How Many Drafts?How many drafts does it take to get out of the edit toward a published book? Book One is still in the edit, and here’s why; it’s only on its’ third draft.

The previous post on editing barely scratched the surface of the editing process. There are different types of editing and multiple drafts of the work can be produced from each draft.

So how many drafts do I have to go through? I don’t know. Yet

Louise Harnby outlines the different types of novel editing we all have to go through. Sometimes more than once.

Where we’re at

Draft 1: Complete draft, beginning to end. After a Developmental Edit, did the book work? No. This is where the change of Point of View Character occurred.

Draft 2: After changing PoV character, the book required an extensive re-write in order to make sense.

Draft 3: Another Developmental Edit, or ‘Story edit‘ (as the folks at Fictionary call it).

Here we’re checking for:

  • Pacing
  • Character names, appearances, and goals
  • Point of view
  • Story arc
  • Plot holes (including scenes with no purpose)
  • Flow from scene to scene
  • Absence of tension or conflict
  • Empty stage syndrome
  • Confusing timelines or missing objects

This is the draft completed today. And it contains a lot of edit marks where description and interior dialogue needs fixing.

So what’s next?

Draft 4: Scene analysis and scene edit. This is my monster spreadsheet cross-checking scene-by-scene, which will generate a whole stack of edits. Drafts 3 and 4 might iterate around 3.1, 4.1 and maybe more. If we can get out of structural, plot and character issues, we can move on.
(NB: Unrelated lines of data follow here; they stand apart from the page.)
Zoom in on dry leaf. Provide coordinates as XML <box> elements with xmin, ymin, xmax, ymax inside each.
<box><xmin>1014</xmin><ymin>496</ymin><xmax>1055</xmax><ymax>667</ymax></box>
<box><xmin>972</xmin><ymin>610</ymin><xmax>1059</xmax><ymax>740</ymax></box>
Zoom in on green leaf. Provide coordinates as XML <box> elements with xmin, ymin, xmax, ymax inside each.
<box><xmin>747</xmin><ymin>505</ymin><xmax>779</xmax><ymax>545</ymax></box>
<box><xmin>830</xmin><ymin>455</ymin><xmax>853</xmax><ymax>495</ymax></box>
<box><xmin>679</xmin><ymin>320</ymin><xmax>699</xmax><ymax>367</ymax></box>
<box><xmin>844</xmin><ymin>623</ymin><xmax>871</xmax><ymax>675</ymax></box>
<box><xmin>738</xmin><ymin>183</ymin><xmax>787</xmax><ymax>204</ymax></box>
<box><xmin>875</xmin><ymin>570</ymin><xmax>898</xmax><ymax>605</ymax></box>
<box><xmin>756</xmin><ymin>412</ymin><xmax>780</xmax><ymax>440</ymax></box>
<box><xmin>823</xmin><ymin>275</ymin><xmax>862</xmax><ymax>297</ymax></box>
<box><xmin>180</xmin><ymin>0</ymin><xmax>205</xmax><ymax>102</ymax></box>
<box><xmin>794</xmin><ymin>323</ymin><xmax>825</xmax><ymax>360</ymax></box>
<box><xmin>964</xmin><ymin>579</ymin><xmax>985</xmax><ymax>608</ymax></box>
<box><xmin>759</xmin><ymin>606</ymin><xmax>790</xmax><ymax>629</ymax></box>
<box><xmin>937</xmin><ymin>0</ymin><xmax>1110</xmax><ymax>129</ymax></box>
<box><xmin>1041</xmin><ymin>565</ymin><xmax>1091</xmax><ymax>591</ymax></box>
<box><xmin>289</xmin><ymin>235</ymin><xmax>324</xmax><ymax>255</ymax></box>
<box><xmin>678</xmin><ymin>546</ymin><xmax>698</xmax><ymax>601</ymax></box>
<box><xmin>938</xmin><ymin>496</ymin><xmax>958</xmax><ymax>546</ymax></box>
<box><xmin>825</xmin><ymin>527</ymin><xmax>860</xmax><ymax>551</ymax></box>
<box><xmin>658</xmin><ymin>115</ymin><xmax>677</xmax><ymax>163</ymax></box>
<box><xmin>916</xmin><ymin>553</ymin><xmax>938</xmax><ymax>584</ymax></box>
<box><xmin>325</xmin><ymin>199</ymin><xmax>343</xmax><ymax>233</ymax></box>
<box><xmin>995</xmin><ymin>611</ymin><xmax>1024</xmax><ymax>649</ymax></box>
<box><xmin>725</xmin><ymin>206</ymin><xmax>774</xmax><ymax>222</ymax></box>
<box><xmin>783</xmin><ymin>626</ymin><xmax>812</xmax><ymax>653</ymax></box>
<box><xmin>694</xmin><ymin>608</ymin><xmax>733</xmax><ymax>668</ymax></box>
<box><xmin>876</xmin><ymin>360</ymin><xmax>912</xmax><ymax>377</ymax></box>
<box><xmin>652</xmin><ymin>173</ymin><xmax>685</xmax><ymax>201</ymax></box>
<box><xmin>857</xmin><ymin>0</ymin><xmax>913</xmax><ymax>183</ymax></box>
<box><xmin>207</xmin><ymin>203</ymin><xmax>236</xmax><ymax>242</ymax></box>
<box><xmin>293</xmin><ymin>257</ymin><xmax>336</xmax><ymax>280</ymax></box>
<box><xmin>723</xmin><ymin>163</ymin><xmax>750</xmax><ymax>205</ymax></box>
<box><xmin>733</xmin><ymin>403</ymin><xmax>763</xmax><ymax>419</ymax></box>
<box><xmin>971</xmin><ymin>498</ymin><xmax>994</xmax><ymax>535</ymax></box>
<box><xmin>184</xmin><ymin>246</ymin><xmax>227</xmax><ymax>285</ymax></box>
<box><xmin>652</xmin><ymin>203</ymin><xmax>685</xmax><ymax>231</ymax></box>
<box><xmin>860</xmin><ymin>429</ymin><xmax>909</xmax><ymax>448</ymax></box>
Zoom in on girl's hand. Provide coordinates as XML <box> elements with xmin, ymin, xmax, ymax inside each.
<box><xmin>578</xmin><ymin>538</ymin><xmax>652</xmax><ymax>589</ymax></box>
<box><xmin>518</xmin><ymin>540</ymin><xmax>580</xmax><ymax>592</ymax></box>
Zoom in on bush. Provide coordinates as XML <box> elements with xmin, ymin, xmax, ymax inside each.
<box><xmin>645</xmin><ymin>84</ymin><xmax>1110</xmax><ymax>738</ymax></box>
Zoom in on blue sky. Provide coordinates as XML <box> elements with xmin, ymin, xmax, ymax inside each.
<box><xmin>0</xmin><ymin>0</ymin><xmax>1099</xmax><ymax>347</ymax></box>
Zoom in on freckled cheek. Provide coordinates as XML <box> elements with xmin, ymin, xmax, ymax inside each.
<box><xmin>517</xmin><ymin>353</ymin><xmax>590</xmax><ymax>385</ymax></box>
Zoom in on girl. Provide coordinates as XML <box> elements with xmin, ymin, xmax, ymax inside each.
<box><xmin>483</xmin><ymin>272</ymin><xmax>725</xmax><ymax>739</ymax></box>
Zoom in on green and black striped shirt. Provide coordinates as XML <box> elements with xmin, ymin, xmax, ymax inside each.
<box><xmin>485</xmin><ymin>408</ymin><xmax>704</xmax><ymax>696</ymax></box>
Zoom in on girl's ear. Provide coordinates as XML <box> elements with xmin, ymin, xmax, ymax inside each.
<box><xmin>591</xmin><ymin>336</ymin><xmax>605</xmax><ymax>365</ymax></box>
Draft 5: Copy edit. Focus on the mechanics like spelling, grammar, and punctuation.

Draft 6: Line edit. A more in-depth version of copy editing, one that focuses on style as well.

Draft 7: Proofread. Weed out the typos.

Not saying a lot about these because, frankly, there’s a way to go and you only want to do each of them once. Wants and needs may be wholly separate things, however.